It’s deeper—rougher—like gravel dragged through silence.
I turn sharply, my snarl dying in my throat as something moves past the edge of the firelight. The man gasps again, but he’s not the one I’m focused on anymore.
A massive figure steps out of the trees.
Not a man.
A wolf.
Gray. Towering. His coat is thick and sleek, with silver laced through darker fur like threads of moonlight. Golden eyes pierce through the smoke and glowing embers and land directly on me.
He’s not afraid.
He’s assessing.
The earth seems to go still beneath his steps. He walks closer, slow and certain, the way predators move when they know they’re at the top of the food chain. And yet, there’s no hostility in his posture—just warning. Command.
I stiffen, shoulders hunched, head low.
At first, I don’t understand why I’m hesitating. But I am.
Because he’s bigger than me. Larger than anything I’ve ever seen.
Not just in size. In presence. In something more instinctual than language. He is not a wild creature. He is not a man twisted into something else.

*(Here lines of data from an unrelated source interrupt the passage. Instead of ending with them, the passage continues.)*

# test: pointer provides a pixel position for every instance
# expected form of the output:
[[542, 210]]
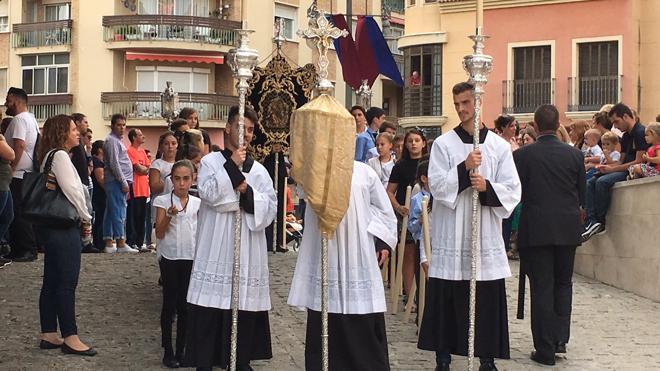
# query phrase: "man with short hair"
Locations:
[[452, 180], [363, 141], [137, 201], [118, 176], [82, 162], [601, 122], [388, 127], [633, 146], [553, 187], [375, 118], [21, 135]]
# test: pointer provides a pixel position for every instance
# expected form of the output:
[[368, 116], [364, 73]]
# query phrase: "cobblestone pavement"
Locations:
[[118, 308]]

He is balanced. And I—I am not.
I growl again, unsure, defensive, torn between the beast in me and the girl who still remembers chains and needles and faces with eyes that never blinked.
The wolf doesn’t flinch.
He stares straight into me, unmoving, as if he sees everything—the fury, the bloodlust, the parts of me that don’t know where the line is between vengeance and murder.
The man behind me is whimpering now. I glance over my shoulder. He’s trying to crawl again, but he’s slower this time. Pathetic. Broken.
My animal growls low, eager to finish him.
But the other wolf steps forward and growls once more.
Not a threat. A command.
Enough.
My chest heaves. My limbs shake. I lower my head, just slightly.
The rage still burns, but it flutters now. Wavers.
Because something in this wolf’s presence makes me feel like I’m not the only thing that escaped the dark.
I take one last look at the man before I back away, step by grudging step, until the taste of blood fades from the roof of my mouth and I can breathe without trembling.
The gray wolf holds my gaze until I stop growling.
The bloodthirstiness simmers just beneath my skin, but the wolf’s stare is heavier than the firelight. It presses down until my breath slows, my limbs loosen, and the need to kill shrinks into something quieter. It’s not gone. Just waiting.
Then, he moves. His head lifts slightly. He sniffs the air. Finally, he turns to the man still gasping behind me.
I almost forgot he was still alive.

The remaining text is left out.